Thursday, October 10, 2013

Game semantics and dialectics

Giorgio Japaridze has suggested an interpretation of dynamic logic as representable as game semantics, the stuff of game theory.  Games are minimal worlds in which there are agents, objects, spaces, and it makes intuitive sense that dynamic logic (which tries to make logic marry up with  real world activity) and game semantics would be closely aligned projects.

I would add Hegel's approach to dialectics to this group. He makes an move, presents reality's counter, makes another move and so on, until he gets to people and completes the analysis of master and servant.  The servant is in the position of great consciousness for the servant must master himself and the whole world, while the master has only desire and violence.  The submission quickly becomes only a part of what the servant is doing.

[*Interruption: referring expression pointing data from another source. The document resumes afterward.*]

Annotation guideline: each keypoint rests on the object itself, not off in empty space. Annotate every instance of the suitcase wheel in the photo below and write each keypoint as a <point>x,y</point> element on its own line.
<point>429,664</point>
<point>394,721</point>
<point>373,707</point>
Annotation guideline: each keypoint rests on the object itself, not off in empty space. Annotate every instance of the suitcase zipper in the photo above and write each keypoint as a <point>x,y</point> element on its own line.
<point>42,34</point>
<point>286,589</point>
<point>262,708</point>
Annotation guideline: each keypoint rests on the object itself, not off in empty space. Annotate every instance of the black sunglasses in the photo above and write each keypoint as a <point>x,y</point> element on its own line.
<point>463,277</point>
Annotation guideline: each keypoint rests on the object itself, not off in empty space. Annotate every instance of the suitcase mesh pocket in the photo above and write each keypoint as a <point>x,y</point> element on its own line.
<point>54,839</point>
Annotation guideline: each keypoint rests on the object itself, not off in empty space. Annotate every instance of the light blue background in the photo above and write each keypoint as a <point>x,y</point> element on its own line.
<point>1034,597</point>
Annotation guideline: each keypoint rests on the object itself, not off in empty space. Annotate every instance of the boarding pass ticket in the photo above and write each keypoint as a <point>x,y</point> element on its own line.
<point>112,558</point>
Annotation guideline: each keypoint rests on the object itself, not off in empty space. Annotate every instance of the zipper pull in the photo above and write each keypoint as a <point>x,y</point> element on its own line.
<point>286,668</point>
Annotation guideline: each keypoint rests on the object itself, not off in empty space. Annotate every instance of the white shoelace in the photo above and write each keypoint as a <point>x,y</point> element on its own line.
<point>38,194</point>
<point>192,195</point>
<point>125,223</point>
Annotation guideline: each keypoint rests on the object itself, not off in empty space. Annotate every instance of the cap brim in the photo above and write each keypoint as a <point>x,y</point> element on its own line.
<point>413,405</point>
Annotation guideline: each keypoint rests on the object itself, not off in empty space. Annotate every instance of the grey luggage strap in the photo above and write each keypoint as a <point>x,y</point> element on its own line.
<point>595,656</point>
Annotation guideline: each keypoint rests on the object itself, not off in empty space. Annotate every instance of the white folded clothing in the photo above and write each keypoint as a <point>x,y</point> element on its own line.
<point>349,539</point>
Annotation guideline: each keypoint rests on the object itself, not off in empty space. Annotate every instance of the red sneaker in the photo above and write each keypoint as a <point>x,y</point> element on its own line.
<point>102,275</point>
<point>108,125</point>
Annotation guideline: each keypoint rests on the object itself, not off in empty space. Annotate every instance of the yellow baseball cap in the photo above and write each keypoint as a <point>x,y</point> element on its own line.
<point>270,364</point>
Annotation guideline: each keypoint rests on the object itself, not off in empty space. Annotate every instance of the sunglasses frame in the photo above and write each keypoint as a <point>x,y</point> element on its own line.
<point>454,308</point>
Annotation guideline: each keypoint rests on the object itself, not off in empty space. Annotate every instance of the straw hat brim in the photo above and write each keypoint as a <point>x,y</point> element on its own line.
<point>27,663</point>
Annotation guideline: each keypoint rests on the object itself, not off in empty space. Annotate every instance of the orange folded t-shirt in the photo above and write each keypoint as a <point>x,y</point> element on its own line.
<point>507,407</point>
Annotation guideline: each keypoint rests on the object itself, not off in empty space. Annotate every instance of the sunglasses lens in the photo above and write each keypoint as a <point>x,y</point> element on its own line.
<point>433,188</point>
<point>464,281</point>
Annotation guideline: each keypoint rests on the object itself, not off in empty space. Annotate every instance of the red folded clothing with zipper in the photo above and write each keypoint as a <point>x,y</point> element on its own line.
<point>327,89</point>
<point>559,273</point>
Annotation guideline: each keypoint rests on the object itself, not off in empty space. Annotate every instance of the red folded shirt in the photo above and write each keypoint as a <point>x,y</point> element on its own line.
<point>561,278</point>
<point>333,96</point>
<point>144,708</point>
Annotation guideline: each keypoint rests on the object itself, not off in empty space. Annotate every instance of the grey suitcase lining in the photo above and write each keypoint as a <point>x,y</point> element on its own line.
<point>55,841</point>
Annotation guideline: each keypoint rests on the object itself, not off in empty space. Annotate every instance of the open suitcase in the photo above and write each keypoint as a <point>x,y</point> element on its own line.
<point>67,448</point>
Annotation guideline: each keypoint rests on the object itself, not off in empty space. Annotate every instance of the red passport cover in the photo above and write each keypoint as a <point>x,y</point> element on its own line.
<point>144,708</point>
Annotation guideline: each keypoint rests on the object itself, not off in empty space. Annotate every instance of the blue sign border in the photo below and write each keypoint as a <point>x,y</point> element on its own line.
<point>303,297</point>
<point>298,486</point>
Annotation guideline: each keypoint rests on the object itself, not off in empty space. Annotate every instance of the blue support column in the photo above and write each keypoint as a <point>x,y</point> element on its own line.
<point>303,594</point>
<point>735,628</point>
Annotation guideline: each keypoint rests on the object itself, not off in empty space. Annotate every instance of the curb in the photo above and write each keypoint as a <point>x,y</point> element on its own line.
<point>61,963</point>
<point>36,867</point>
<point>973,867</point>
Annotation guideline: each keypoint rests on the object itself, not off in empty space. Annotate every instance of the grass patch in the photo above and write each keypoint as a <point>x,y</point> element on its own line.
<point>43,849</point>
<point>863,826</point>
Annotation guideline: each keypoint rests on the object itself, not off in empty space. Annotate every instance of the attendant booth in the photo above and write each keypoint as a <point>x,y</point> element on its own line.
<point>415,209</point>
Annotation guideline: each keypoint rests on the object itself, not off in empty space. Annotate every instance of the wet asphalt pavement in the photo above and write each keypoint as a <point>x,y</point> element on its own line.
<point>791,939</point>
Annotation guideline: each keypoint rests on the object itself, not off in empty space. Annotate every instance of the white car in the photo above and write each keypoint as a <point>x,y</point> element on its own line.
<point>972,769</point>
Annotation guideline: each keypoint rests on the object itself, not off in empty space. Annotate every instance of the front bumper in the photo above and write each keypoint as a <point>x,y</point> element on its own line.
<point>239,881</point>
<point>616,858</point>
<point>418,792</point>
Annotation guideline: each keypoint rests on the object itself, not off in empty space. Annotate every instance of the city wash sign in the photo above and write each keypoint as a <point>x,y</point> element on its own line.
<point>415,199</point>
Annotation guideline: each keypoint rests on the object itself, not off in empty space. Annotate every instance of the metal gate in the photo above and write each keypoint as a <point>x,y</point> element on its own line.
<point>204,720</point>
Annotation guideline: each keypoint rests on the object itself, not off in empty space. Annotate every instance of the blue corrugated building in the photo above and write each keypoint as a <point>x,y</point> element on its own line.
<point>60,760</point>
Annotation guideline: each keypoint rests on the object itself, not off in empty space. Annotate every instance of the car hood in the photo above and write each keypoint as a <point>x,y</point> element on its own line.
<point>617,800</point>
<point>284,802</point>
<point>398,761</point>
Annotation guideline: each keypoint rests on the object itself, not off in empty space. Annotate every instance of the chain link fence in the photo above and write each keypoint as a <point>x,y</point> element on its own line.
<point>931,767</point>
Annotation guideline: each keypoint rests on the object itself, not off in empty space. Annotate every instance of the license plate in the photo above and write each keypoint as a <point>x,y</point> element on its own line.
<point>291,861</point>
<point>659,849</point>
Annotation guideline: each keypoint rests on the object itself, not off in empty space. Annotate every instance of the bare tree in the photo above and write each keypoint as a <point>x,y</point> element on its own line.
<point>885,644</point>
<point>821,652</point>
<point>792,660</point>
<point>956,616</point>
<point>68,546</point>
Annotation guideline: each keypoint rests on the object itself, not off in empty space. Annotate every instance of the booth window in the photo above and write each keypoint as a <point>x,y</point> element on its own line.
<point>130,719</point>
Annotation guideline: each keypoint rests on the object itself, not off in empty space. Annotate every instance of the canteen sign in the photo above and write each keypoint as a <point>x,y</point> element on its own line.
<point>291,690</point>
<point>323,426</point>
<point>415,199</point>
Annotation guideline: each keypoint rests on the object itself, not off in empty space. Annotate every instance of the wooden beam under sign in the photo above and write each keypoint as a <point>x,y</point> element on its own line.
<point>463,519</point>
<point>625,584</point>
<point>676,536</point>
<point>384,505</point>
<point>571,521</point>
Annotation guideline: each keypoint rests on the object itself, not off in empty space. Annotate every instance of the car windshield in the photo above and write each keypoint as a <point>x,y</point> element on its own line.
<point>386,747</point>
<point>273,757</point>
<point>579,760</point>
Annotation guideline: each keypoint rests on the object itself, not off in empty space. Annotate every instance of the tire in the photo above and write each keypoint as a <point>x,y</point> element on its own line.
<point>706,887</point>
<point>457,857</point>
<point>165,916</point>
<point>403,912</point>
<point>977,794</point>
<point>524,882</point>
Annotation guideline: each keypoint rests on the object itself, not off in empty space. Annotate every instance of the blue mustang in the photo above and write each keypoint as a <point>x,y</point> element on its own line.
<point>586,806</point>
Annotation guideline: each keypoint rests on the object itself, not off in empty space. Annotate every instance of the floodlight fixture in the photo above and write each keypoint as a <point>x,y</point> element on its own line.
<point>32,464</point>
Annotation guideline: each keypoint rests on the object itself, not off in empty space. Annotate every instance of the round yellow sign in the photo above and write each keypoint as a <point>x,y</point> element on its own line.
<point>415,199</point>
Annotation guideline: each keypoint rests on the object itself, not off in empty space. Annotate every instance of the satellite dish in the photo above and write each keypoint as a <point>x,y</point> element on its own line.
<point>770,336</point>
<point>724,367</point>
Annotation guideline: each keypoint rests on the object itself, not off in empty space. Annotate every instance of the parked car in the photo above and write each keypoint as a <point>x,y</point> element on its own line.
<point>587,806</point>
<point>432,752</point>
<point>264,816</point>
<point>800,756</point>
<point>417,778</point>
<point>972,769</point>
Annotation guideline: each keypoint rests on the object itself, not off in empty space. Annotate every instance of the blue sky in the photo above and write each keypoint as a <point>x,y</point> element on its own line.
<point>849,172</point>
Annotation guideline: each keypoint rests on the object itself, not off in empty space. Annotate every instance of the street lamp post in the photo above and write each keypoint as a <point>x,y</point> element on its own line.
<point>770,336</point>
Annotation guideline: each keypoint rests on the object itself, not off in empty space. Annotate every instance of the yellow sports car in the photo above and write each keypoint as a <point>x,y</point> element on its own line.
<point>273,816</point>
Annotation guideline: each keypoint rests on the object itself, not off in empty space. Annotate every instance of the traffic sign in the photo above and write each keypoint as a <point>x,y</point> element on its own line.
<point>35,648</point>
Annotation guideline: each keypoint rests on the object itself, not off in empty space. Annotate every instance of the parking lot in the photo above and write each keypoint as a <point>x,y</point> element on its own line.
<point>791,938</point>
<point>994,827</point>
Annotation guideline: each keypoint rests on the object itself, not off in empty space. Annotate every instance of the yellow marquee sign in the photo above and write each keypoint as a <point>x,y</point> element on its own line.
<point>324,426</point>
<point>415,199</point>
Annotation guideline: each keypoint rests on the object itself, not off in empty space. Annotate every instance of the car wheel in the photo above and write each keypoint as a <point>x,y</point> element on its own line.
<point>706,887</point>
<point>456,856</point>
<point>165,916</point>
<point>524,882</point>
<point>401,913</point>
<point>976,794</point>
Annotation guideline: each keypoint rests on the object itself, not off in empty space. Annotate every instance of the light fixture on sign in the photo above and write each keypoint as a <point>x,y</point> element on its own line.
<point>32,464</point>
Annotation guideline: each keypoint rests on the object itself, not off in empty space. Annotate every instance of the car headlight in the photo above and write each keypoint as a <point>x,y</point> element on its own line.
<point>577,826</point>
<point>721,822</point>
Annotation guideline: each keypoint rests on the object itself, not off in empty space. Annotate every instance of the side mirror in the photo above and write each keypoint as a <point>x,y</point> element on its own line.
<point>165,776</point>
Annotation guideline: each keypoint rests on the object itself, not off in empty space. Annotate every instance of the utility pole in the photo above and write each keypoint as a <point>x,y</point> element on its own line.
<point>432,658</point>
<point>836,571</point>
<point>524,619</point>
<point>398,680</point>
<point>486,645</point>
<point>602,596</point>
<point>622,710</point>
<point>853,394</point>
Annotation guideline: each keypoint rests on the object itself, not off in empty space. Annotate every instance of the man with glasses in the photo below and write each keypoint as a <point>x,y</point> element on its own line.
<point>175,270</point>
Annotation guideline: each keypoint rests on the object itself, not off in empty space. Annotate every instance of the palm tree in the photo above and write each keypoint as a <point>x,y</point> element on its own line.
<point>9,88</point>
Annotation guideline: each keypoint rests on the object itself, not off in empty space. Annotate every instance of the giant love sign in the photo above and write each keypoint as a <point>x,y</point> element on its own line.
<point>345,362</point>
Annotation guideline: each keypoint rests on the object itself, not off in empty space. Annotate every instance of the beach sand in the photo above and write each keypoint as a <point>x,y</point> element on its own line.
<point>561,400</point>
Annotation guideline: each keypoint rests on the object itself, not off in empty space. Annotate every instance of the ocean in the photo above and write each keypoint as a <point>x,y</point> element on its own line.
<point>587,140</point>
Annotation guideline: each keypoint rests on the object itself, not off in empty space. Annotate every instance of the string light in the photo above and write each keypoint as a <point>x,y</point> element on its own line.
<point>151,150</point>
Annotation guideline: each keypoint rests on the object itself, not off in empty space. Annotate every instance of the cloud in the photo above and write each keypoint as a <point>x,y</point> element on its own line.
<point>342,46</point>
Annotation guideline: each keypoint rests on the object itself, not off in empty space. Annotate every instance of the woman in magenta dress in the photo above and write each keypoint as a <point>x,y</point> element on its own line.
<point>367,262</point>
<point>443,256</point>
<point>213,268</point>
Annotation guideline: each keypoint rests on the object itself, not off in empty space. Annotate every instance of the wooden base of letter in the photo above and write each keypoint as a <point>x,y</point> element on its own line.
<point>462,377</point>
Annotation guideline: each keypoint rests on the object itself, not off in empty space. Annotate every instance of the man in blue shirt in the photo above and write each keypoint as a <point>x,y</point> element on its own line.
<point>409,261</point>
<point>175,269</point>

A long time ago now, people would ask in exasperation what game I was playing. That question - what game is it? - is fundamental.  'What game are we playing?' could be a candidate for game zero, the game of which all other games are sub-games.  I recently commented somewhere that the only positive evidence of something beyond the greedy-pig-athon of modern economic life was the Bill Gates move of saying 'enough winning - what else have you got?'. Of course, that undersells Melinda Gates' Catholicism.  He was made alive to the reality that thousands of people die for lack of $5, $20, $50 interventions, and looking around in exasperation for the people holding all the dollars, was able to see himself.  Good on him. He's making universality game zero.